School bus drivers, sanitation workers and other public employees on the low end of the pay scale in DeKalb County are expressing frustration over years of budget cuts.

A group of them convened in a Monday night meeting at a banquet hall on Snapfinger Road to air concerns and to organize as a political force, said Valerie Brown, a backup bus driver for special needs students in south DeKalb who helped with the event.

There were varying accounts of the turnout, but Brown said a sign-in sheet had more than 400 names.

Their grievances included fallout from budget reductions, such as furlough days and cuts to health insurance subsidies.

“Enough is enough,” said Brown, 53.

School board member Donna Edler attended the meeting and said there were complaints of unpaid work and layoffs of bus monitors. She said they also repeated rumors, such as a claim that the system was planning to privatize bus driver jobs, which Edler said, to her knowledge, is false.

“This was a meeting for concerned individuals to discuss whether they would be interested in joining or forming a union,” Edler said.

Tyrone Lucas, 39, who has collected trash for DeKalb for eight years, said sanitation workers haven’t gotten a raise in at least half a decade. “We should get paid for overtime that we’re not getting paid for, and they need to compensate us for all the years we haven’t gotten a raise,” he said, adding that frustration was building. “It may go to a strike or something.”

Burke Brennan, spokesman for the DeKalb County government, which is separate from the school system, said wage freezes have occurred at all levels of the county workforce as a result of plummeting tax revenues.

“There’s nothing happening to sanitation employees that’s not happening to every other employee in county government,” he said.

David Schutten, president of the Organization of DeKalb Educators, an employee advocacy group, said teachers and other school system employees haven’t gotten raises in several years.
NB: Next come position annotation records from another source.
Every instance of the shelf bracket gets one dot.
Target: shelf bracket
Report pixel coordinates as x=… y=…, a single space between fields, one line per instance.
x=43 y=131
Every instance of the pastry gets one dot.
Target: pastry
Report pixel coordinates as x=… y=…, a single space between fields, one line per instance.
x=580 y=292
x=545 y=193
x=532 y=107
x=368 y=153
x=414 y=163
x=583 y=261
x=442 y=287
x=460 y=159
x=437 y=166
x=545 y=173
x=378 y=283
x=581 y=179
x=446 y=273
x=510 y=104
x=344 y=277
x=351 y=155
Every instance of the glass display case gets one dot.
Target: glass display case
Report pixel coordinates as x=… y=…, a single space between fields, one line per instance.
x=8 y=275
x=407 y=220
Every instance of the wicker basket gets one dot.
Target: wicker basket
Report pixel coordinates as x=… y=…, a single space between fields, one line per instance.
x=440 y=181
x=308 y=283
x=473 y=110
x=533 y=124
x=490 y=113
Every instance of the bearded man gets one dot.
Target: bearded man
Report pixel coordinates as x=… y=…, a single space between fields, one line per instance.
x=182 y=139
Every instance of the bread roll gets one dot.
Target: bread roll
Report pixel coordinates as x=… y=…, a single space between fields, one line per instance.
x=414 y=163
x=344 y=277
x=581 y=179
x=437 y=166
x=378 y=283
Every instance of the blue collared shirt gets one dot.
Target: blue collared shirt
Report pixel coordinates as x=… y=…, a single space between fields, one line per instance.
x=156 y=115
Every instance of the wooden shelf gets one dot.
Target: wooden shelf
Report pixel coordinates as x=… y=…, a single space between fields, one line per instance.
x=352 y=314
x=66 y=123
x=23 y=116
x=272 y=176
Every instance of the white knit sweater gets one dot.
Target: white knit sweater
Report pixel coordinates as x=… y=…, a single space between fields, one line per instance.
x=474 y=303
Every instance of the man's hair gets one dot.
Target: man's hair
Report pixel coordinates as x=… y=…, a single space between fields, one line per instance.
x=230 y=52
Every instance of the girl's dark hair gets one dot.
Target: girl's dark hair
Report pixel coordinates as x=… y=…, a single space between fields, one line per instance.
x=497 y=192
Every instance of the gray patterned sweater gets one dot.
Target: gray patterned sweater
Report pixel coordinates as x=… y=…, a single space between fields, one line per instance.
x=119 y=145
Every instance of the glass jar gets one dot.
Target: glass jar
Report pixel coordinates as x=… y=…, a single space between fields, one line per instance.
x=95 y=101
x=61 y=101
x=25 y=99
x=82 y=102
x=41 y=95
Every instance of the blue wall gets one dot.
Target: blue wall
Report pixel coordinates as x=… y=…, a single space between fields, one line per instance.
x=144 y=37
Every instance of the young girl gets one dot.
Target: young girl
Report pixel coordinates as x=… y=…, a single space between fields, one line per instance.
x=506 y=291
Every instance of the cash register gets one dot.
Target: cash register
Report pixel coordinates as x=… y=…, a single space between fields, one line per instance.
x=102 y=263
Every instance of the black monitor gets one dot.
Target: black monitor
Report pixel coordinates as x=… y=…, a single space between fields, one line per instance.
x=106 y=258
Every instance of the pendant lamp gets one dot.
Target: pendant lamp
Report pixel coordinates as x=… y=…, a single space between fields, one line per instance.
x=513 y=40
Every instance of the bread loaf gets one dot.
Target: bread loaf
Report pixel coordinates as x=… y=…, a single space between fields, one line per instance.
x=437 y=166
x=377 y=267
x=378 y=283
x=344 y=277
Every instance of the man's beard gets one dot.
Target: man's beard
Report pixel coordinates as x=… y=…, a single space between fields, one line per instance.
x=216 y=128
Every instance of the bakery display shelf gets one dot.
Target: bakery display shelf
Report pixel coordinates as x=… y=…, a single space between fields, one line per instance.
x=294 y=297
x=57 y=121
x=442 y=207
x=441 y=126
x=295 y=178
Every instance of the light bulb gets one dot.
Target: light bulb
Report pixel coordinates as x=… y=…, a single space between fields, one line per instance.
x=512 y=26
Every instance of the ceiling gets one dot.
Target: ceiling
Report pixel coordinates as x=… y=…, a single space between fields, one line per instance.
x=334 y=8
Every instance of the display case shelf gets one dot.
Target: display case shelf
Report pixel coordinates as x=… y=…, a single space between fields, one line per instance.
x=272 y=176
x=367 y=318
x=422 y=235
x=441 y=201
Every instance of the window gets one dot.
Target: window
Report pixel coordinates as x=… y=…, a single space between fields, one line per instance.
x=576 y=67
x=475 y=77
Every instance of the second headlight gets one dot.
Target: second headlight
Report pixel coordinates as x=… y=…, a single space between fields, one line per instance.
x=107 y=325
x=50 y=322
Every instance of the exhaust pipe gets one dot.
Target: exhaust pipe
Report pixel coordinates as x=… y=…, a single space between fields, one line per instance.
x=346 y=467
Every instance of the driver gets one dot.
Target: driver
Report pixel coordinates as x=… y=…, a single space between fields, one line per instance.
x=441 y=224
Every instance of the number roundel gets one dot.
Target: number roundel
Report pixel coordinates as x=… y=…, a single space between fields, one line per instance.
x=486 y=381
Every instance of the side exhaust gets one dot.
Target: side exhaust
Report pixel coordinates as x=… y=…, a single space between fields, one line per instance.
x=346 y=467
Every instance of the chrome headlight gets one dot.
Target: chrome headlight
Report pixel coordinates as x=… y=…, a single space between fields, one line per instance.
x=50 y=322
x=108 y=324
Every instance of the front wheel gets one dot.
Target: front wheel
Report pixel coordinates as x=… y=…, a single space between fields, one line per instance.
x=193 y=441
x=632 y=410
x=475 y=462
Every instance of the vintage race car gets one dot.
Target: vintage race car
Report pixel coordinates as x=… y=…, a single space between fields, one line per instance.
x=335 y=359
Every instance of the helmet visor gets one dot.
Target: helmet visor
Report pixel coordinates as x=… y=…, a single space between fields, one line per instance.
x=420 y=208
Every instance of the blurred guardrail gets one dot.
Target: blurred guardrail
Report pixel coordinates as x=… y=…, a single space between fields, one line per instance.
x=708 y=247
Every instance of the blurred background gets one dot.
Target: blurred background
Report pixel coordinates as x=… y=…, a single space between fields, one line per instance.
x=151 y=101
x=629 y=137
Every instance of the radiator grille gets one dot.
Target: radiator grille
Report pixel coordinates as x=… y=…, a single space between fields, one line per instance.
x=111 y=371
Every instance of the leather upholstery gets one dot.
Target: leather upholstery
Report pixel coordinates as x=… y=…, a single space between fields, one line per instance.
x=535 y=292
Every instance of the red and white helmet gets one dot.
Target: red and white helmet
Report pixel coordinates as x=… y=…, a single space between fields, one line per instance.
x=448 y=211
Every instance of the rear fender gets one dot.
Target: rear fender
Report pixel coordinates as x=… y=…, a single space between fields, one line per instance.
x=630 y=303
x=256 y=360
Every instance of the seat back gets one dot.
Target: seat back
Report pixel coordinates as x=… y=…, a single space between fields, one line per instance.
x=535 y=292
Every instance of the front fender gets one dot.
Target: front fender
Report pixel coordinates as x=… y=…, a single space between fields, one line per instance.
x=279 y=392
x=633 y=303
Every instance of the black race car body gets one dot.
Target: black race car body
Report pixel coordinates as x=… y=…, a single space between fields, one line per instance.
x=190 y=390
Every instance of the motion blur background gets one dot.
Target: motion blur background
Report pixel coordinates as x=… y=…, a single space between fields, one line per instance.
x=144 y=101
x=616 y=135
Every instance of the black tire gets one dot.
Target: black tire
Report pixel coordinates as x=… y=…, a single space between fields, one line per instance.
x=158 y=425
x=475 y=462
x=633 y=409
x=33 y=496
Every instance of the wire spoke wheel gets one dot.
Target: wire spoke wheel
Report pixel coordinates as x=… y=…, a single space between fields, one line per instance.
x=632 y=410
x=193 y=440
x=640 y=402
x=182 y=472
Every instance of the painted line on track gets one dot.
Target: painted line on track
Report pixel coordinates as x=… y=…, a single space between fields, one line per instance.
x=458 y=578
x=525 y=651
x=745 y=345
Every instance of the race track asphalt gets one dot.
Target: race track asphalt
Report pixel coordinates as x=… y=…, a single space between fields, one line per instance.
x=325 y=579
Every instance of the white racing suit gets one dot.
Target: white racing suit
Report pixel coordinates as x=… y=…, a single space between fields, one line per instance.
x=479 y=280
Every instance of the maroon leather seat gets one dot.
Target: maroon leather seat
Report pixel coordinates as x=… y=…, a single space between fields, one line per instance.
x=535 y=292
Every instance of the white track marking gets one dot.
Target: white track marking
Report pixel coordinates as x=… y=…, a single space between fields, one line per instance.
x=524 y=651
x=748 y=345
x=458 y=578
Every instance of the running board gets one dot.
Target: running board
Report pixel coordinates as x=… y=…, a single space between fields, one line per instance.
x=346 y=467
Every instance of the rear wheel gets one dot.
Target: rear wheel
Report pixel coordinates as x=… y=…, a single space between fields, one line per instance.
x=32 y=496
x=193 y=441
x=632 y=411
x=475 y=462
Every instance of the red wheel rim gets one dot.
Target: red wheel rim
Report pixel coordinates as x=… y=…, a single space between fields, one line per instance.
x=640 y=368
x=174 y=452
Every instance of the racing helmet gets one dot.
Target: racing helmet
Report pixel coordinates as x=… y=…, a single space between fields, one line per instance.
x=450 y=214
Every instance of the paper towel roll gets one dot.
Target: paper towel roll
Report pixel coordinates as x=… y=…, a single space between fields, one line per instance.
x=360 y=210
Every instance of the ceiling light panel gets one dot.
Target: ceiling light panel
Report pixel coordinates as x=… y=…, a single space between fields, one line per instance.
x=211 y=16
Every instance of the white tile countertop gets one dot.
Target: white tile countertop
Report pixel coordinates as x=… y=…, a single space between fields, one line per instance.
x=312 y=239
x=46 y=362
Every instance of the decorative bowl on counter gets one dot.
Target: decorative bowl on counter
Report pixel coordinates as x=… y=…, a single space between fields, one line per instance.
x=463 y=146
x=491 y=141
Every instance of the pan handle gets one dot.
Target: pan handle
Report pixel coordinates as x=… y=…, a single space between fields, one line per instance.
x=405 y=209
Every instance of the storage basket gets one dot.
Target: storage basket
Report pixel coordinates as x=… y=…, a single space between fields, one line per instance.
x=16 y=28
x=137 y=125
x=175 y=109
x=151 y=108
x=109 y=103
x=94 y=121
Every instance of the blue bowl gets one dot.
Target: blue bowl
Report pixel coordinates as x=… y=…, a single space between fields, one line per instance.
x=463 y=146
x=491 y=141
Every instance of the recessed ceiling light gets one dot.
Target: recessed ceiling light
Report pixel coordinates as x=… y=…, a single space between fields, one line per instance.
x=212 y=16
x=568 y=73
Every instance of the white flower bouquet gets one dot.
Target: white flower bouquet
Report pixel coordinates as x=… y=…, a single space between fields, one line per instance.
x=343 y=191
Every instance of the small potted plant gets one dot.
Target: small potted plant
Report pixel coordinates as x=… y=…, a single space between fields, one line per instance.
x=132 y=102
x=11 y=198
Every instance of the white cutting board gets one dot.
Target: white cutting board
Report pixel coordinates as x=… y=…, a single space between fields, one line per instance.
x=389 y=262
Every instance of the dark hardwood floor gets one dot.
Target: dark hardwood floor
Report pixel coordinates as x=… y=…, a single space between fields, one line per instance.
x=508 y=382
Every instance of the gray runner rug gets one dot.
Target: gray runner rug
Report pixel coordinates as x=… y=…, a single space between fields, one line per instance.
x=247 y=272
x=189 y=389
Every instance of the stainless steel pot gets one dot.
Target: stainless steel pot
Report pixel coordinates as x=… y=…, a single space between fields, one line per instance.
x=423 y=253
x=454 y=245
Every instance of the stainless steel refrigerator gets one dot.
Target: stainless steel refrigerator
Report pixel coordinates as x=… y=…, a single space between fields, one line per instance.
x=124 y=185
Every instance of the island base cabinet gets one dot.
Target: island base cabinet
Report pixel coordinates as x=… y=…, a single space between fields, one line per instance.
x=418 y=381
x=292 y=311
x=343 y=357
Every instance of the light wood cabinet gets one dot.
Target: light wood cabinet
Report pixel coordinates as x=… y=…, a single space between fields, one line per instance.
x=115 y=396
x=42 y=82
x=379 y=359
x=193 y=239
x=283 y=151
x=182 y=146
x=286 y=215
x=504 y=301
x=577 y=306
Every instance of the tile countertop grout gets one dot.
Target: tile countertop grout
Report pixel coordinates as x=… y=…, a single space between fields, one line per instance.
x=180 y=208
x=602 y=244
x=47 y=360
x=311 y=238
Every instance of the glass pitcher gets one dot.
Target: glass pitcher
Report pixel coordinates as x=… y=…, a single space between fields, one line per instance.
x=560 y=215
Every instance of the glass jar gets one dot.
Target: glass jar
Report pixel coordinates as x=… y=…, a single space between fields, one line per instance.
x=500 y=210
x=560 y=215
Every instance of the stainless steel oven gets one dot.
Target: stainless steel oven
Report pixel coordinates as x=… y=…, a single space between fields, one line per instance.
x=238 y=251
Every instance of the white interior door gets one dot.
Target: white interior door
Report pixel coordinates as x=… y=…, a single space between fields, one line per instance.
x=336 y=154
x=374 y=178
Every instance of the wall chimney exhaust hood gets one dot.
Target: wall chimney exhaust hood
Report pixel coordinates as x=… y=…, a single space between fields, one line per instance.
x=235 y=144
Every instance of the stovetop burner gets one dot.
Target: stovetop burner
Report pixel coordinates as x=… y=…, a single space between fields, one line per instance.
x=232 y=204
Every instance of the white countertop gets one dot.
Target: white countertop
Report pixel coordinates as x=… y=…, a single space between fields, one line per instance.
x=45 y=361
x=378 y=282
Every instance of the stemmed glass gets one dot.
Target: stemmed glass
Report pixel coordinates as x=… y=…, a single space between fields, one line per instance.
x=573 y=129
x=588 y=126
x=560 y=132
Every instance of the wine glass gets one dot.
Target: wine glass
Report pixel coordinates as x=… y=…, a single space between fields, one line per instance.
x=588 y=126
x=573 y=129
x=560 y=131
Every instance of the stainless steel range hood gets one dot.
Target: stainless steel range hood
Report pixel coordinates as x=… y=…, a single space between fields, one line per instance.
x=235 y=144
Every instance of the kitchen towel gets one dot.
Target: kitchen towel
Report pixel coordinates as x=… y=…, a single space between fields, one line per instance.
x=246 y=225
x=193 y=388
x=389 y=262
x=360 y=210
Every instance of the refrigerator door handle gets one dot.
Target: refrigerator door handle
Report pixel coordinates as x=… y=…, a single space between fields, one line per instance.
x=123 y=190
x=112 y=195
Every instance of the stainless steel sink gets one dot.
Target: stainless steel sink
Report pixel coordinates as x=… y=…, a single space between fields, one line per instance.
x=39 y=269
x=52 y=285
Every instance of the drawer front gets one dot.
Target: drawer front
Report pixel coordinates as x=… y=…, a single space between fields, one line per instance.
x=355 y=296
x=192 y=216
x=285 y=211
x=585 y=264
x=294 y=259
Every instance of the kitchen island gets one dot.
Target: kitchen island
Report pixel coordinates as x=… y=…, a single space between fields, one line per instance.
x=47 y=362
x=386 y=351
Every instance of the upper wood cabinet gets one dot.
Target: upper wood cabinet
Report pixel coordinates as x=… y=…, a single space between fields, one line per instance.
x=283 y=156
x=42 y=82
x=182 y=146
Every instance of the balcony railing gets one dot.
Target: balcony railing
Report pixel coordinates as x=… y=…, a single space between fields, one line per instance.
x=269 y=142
The bus drivers are a relatively small but vocal part of his organization’s 3,500 members, he said.

Some of the drivers have complained about the results the educators group has gotten, but Schutten said they don’t have much bargaining clout given that Georgia is a right-to-work state.

“They want a real union,” Schutten said. “Well, hey, this is a red state, so you’re not getting a real union.”

He predicted little change anytime soon, given the school system’s budget woes.

“This is my question,” Schutten said, “Where’s the money going to come from?”